The two embodiments described so far use mechanical barriers acting as flow-diversion elements 4. However, in the third embodiment of this invention another category of mechanism is implemented for diverting the flow of cooling fluid into the fingers 3. More specifically, a tubular diversion arrangement 12 is applied to the main duct 2 so that the cooling fluid will go inside the fingers 3.

Thus, according to a third embodiment of this invention, illustrated in figure 3, the main duct 2 has its structure altered so that it will be possible to use the flow-diversion element 4 in question. This structure is flexible and may be divided into two portions, the first one being defined between each of the fingers 3, having a substantially vaulted or arched shape, and a second one contained within the fingers 3. The tubular diversion arrangement 12 is provided in the second portion of the flexible structure of the duct 2, this arrangement 12 being preferably folds of the duct 2 body or still a sort of knot or interlacing, located beneath the longitudinal axis of the fingers 3, being arranged so as to enable the cooling flow to circulate through a large part of the internal volume of these fingers 3. Other constructions may be designed for the tubular diversion arrangement 12, without it being necessarily a knot or an interlacing.

Thus, considering that all the fingers 3 of the evaporator 1 of this third embodiment have the same knot or interlacing pattern inside them, the temperature for the formation of ice will be made uniform, guaranteeing the achievement of the objectives of this invention.

As can be seen, by means of the flow-diversion elements 4 of the evaporator 1 of the present invention, it is possible to obtain a homogeneous distribution of cooling fluid along the various fingers 3, which implies a uniformity of temperature for making ice" and the production of ice pieces of the same size. Additionally, due to the fact that the fingers 3 are completely filled with fluid at a low temperature, the pieces obtained will have maximized dimensions and the temperatures around the evaporator 1 will be lower.

Examples of preferred embodiments having been described, one should understand that the scope of the present invention embraces other possible variations, being limited only by the contents of the accompanying claims, which includes the possible equivalents.

Claims

1. Finger-type evaporator (1) comprising:

- a main duct (2) capable of conducting a flow of cooling fluid and

- a plurality of projecting fingers (3), arranged sequentially along the duct (2) and in fluid connection with the duct (2); characterized in that the main duct (2) further comprises flow- diversion elements (4) capable of diverting the direction of the flow of cooling fluid into the fingers (3).

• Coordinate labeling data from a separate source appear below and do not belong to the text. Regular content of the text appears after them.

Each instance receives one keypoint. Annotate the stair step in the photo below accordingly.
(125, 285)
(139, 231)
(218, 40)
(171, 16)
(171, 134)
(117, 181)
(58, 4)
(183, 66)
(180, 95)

2. Evaporator according to claim 1 , characterized in that the fingers (3) are arranged perpendicularly with respect to the main duct (2) and have a substantially cylindrical shape, comprising an opening (6) facing the duct (2), a side surface (7) and a closing wall (5) opposite the opening.

3. Evaporator according to claim 1 , characterized in that the flow- diversion elements (4) are aligned with the longitudinal axis of the fingers (3).

4. Evaporator according to claims 1 , 2 and 3, characterized in that the flow-diversion elements (4) are depressions (8) provided in the portion of the main duct (2) that abuts on the opening (6) of the finger (3).

5. Evaporator according to claim 4, characterized in that the depressions (8) have rectangular cross-section.

6. Evaporator according to claims 1 , 2 and 3, characterized in that the flow-diversion elements (4) are laminar barriers (9) perpendicular to the direction of the flow of cooling fluid and attached close to^' the wall of the main duct (2) in the region that abuts on the opening of the fingers (3), such that the laminar barriers (9) form a flow-off clearance between the lower limit of their height and the closing walls (5) of the fingers (3).

7. Evaporator according to claim 1 , 2 and 3, characterized in that the flow-diversion elements (4) are tubular diversion arrangements arranged inside the fingers (3).

8. Evaporator according to claim 7, characterized in that the tubular diversion arrangements (12) are folds provided on the body of the main duct (2).